Games can also stretch your mind, let you geek out with friends or just take a short holiday somewhere new: a stranger in a strange land. I'll play Go or Magic at the drop of a hat, and I wistfully yearn for someone who still plays four-card majors. Radford and I would hit the local bridge clubs, sometimes winning with our situation dependent and chronically optimistic bidding. We were always 'the boys', youngest in the room by far. Radford once put us on top with such a crazy psych bid that the other side simply folded. The ploy was new to me, where you quickly bid very high, using the theory that if your own hand is so bad, the opposition must have all the power cards. He was pretty close to a coronary when I innocently upped his bid with my -- in theory -- matching cards! The poor opposition, and myself, grew increasingly puzzled as they thumped us, trick by trick, waiting for the power cards that Radford just didn't have. But the other teams won a slam under the same conditions, so by merely getting thumped, the psych bid won!
Alas, my old-school skills in Unix/Multics multi-player games did not carry over to the present. Paleolithic versions of today's real-time strategy and first-person shooter games, a powerful Unix simulation plus ASCII graphics provided compelling, even mesmerizing game play. Strong game play will often trump a pixel-pumping monster UI, a lesson that would benefit many of today's games. The success of CounterStrike provides a similar lesson, where I can be easily found as the 3rd corpse on the left.
One can sometimes achieve an elegant, even beautiful user experience by combining strong game design with immersive views and an intuitive UI. My favorite here is the classic Age of Empires. I've lost myself for hours in AoE, moving nothing but my eyes and the mouse, just as deeply involved in the 3D world as I was in the much older, ASCII-driven world of NetHack. Sometimes visual creativity can provide much of a game's appeal: the sheer beauty of American McGee's Alice pulled me completely into his clever twist on the classic Wonderland story. The gameplay, simple jump/puzzle/kill, was nothing original, but smoothly done, it combined with the visuals to create one of my favorite games.

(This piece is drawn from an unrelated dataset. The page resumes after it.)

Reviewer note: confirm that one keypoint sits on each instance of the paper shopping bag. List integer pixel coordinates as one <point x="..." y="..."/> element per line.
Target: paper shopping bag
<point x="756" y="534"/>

At the core, I remain quite a simple person. I've grown somewhat from skinny, socially inept geekdom into something broader, albeit still slightly eccentric! But what I enjoy really hasn't changed much. At the office, I love tough problems that make me stretch. And in the evening, I like to read or write: writing provides me with tremendous clarity on problems.
Finally, my wife taught me that just relaxing is oddly, well relaxing! My ingredients for a successful Sunday morning: Michelle (my belle), an old favorite book, and some random assortment of snoozing cats.